A MIRKO TREMAGLIA…

…SEGRETARIO GENERALE DEL COMITATO TRICOLORE PER GLI ITALIANI NEL MONDO, MIGLIAIA DI SACROSANTI MESSAGGI DEGLI ITALIANI RESIDENTI IN BRASILE, INDIGNATI CONTRO LE DECISIONE DEL BRASILE DI NON ESTRADARE L’ASSASSINO BATTISTI.
GRANDE REAZIONE IN BRASILE.
COSTITUITI I COMITATI DEGLI ITALIANI.

All’Onorevole Mirko Tremaglia, Segretario Generale del Comitato Tricolore per gli Italiani nel Mondo (CTIM), che è stato insignito della massima onorificenza brasiliana (Ordine Nazionale della Croce del Sud) concessa agli stranieri, che è stato il primo rappresentante italiano ricevuto dal Presidente della Repubblica del Brasile, Inacio Lula da Silva, dopo la sua elezione, sono giunti migliaia di messaggi degli Italiani residenti in Brasile per le decisioni del Ministro della Giustizia brasiliano di concedere lo status di rifugiato politico a Cesare Battisti, condannato all’ergastolo per vari delitti efferati, quattro omicidi per finalità di terrorismo.

Questa presa di posizione degli Italiani residenti in Brasile, in particolare Rio de Janeiro, San Paolo, Belo Horizonte, Porto Alegre, Brasilia, Bahia, sta crescendo ovunque con la costituzione di Comitati, specie dopo la presa di posizione decisa e piena di profondo stupore e rammarico espressa dal Presidente della Repubblica Italiana Giorgio Napolitano al Presidente Lula da Silva e che sta raccogliendo ovunque prese di posizione addolorate ed indignate da parte degli Italiani residenti in Brasile, che richiedono l’estradizione di questo criminale Battisti come atto di giustizia e di civiltà.
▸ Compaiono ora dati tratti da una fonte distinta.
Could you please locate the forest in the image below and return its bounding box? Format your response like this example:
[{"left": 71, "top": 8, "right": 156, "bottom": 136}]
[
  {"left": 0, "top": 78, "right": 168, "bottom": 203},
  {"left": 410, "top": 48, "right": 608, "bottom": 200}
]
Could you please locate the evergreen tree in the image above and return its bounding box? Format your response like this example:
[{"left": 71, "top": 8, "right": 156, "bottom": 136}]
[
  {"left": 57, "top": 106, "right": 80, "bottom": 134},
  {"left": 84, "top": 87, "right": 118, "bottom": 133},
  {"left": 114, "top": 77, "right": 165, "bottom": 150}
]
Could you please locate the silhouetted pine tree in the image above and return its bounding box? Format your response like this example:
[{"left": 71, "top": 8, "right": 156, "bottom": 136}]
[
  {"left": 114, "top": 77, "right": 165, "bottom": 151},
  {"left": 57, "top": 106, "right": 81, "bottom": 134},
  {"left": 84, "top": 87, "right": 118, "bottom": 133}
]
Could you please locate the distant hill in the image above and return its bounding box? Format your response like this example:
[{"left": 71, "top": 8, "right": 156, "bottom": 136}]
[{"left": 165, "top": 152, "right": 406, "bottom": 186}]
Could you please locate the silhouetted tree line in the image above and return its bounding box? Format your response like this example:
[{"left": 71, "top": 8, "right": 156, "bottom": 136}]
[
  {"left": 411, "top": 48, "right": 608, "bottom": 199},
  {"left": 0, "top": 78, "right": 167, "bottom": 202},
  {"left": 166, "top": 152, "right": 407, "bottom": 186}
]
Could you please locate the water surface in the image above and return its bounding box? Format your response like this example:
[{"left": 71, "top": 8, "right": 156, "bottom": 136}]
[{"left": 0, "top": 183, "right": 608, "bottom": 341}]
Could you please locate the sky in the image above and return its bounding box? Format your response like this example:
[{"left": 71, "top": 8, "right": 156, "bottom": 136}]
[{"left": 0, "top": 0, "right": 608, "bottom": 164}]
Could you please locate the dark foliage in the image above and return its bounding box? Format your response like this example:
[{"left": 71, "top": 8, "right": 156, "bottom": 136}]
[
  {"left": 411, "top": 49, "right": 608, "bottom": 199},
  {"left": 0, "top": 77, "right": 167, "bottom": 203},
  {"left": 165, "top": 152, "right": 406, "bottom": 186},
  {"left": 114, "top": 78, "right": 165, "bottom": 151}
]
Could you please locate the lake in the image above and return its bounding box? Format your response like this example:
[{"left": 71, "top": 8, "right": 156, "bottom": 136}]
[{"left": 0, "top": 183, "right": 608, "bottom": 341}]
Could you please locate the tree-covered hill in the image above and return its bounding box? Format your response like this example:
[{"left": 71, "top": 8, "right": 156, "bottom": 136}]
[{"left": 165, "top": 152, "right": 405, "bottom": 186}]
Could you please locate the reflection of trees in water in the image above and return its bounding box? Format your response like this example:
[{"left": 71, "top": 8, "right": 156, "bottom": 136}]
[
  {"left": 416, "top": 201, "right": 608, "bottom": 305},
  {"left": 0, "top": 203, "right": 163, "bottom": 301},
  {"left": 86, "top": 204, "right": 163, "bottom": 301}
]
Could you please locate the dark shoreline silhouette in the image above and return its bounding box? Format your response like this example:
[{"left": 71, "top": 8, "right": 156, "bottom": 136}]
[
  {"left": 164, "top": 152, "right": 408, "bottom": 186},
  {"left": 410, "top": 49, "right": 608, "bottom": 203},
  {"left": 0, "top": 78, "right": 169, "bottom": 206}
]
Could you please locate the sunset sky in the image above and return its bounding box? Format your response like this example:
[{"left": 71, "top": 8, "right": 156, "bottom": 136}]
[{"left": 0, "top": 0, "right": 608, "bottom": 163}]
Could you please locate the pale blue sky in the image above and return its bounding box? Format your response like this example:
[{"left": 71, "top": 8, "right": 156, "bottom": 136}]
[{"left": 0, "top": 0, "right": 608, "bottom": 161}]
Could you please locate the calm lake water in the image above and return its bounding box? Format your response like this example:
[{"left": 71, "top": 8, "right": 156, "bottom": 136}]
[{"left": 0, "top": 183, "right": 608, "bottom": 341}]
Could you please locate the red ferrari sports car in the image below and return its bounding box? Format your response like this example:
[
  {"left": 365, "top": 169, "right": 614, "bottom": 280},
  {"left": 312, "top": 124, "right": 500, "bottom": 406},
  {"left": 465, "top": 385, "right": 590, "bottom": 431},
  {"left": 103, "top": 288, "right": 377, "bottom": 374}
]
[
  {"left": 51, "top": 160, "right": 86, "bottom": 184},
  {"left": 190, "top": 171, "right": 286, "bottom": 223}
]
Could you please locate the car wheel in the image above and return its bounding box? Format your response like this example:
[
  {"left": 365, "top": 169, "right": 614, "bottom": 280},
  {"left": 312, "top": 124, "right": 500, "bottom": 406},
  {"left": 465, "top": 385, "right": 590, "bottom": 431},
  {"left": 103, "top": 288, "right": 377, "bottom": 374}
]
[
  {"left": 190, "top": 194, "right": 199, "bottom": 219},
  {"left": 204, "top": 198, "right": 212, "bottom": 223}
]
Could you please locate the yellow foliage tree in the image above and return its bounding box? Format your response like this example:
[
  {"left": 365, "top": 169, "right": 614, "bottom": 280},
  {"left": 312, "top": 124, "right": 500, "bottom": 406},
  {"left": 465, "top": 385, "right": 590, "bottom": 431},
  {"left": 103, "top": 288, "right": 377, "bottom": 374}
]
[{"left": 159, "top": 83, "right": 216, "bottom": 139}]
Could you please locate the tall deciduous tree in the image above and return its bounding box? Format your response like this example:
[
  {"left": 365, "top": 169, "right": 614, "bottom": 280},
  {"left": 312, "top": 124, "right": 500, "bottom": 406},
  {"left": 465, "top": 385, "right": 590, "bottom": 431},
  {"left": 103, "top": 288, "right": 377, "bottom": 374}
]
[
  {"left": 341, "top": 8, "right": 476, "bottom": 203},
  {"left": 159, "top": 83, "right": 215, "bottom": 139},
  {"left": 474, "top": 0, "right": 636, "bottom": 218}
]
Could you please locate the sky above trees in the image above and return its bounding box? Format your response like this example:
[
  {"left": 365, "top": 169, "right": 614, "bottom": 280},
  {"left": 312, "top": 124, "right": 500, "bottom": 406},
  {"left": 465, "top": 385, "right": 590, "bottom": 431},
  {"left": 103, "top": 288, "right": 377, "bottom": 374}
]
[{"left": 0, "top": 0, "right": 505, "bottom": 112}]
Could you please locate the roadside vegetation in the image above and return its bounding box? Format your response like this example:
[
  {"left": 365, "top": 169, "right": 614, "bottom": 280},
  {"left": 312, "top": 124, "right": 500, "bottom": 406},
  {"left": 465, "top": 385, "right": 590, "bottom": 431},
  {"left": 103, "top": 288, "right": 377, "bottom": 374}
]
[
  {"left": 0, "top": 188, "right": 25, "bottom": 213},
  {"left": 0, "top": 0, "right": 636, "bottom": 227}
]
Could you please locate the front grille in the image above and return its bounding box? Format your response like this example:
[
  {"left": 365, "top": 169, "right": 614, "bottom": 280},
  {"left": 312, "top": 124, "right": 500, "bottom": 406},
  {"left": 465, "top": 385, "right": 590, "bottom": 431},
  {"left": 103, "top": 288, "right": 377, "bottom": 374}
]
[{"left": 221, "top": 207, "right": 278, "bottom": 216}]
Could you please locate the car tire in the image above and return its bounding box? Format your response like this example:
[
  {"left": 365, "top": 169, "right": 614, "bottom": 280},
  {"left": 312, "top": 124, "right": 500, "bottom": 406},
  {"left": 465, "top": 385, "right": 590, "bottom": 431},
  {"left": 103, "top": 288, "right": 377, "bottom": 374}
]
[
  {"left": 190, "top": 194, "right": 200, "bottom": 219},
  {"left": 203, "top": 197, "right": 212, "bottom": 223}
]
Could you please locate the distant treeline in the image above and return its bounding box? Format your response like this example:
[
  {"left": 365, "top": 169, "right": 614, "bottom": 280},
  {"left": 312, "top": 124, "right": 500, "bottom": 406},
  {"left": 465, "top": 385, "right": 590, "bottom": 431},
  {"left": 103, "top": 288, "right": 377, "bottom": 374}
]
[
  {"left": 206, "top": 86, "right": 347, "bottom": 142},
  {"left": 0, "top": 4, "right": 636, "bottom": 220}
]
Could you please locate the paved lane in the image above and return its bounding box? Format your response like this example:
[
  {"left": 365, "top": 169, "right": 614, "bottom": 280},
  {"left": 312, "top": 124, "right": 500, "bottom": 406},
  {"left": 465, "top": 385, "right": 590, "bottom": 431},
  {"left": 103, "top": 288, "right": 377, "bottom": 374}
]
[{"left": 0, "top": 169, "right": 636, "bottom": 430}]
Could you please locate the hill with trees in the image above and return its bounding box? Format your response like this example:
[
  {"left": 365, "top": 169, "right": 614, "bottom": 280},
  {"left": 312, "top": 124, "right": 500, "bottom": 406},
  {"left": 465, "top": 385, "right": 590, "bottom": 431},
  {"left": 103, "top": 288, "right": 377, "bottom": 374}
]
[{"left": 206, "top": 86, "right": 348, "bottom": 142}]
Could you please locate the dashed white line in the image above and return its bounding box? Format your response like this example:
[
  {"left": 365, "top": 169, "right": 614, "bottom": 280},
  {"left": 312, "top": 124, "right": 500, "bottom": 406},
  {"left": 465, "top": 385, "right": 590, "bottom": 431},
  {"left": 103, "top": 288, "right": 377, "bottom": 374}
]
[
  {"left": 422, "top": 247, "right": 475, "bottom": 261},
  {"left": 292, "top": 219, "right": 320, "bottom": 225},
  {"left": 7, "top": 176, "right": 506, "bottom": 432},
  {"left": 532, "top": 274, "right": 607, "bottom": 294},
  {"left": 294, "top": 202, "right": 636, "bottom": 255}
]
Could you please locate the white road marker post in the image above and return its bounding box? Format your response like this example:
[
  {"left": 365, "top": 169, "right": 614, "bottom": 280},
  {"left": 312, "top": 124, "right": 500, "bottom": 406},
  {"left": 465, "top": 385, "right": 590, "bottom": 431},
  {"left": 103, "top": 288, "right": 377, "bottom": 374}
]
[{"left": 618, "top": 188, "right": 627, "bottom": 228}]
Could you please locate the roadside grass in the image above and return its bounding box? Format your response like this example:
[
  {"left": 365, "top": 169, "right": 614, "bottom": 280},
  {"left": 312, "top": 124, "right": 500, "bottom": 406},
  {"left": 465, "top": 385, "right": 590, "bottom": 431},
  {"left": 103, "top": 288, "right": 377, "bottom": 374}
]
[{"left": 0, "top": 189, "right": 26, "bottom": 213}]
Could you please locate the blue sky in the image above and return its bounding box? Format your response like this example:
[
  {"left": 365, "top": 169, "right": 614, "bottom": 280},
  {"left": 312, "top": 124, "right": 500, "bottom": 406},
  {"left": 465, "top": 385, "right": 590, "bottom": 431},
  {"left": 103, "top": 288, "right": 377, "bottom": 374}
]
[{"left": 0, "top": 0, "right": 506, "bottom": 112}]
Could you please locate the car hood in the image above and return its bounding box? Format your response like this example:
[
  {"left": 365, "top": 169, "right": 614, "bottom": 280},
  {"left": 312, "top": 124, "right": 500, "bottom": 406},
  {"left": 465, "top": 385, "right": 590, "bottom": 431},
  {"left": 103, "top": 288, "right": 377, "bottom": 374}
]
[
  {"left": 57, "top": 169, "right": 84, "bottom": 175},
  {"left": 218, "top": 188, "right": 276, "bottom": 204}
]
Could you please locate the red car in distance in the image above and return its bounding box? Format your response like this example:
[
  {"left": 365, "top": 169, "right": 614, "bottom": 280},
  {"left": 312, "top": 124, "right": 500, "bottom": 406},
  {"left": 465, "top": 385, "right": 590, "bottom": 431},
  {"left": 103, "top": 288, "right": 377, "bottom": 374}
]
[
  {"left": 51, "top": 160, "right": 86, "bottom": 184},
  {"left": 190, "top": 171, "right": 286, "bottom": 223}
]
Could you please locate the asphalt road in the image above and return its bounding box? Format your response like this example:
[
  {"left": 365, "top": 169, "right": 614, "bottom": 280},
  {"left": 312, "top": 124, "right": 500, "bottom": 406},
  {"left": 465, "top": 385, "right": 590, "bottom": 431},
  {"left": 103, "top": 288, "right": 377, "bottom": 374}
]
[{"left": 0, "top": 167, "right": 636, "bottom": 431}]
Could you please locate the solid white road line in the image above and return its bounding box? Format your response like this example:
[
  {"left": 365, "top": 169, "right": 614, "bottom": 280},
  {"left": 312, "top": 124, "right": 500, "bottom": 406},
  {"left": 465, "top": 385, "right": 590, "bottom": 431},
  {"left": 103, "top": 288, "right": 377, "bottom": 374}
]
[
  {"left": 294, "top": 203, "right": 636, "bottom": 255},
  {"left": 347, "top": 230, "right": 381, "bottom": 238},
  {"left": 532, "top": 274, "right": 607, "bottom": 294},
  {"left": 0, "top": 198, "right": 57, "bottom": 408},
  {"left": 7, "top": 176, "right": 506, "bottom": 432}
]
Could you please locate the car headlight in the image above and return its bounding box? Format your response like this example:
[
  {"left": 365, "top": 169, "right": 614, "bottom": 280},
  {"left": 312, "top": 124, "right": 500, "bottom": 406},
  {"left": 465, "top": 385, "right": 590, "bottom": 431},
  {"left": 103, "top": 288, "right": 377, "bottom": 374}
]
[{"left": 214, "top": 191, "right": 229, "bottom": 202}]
La reazione, che ovunque sta crescendo, ha come punto di riferimento l’Intercomites, sotto la spinta dell’Avv. Antonio Laspro, coordinatore del Comitato Tricolore per gli Italiani nel Mondo (CTIM) del Brasile ed esponente dell’Intercomites, unitamente a tutte le altre espressioni politiche di Italiani residenti in Brasile.

Gli Italiani all’estero danno così, ancora una volta, dimostrazione dei loro sentimenti di civiltà e di Italianità, reagendo con dignità e con coraggio, confidando che il Presidente Lula sappia raccogliere questo grido di dolore e di civiltà, decidendo l’estradizione per Cesare Battisti.